# Outdoor natural planted tank in the tropics



## tonnakpil (Jul 29, 2013)

I'd like to share with you the photos of the tank I've set up yesterday. Plan is that no equipment will be used and only the sun as its light source. Please forgive my photography.





Subtrate is mineralized garden soil combined with clay soil from the backyard. The process I did was as follows:

1. Washed the soil and took out all of the organic and non-organic  (pieces of plastic, bottle crown, etc.) materials. I used a generic pure garden soil which can be bought in garden shops.
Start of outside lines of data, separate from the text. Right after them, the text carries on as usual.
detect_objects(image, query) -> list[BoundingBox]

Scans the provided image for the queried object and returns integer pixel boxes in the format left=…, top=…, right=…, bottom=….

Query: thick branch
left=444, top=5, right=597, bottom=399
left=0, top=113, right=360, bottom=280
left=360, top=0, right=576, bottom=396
The clay soil, I removed huge rocks but retained small pieces of gravel and what looks like hardened soil.

2. Soaked it over night then sun-dried during the day. I repeated this process for 5 days.

3. Soaked them for 2 more weeks with occasional draining and turning the soil over. This process was unintentional. I did this while waiting for a free date in my schedule to visit a particular shop which sells aquatic plants at very cheap prices. (more about this later)

I did these steps to both soils. In the end, the purchased soil was very sandy in texture and the garden soil is more of powdery with small rocks (about the size of an aquarium gravel)

The cap I used was crushed river rocks, washed thoroughly and soaked - drained for 2 weeks as well.

Soil substrate height is 1" in the front and about 1.5" at the back. Cap is about .25". I added a small amount of dried used coffee grounds below the soil substrate. I hope this wont cause a problem in the future (ie. algae)

Plants are as follows:

1. Cabomba furcata (Red Cabomba) Well, more like purple
2. Cabomba Caroliniana (Green Cabomba)
3. Bacopa Monnieri
4. A mat of Lilaeopsis brasiliensis (Brazilian Micro Sword)
5. Some plant which looks like Myriophyllum aquaticum but bottom leaves are reddish purple


Sorry, I'll try to post better photos next time.

6. Some plant which looks like Alternanthera reineckii 'lilacina'
http://www.aquaticplantcentral.com/...ails.php?id=208&category=plant_type&spec=Stem

Upper part of the leaves are green with deep red bottom. Lower leaves are dark red.





Other photos







Flowers of the Green and Red Cabomba. Should have taken the photo in the morning when it blooms.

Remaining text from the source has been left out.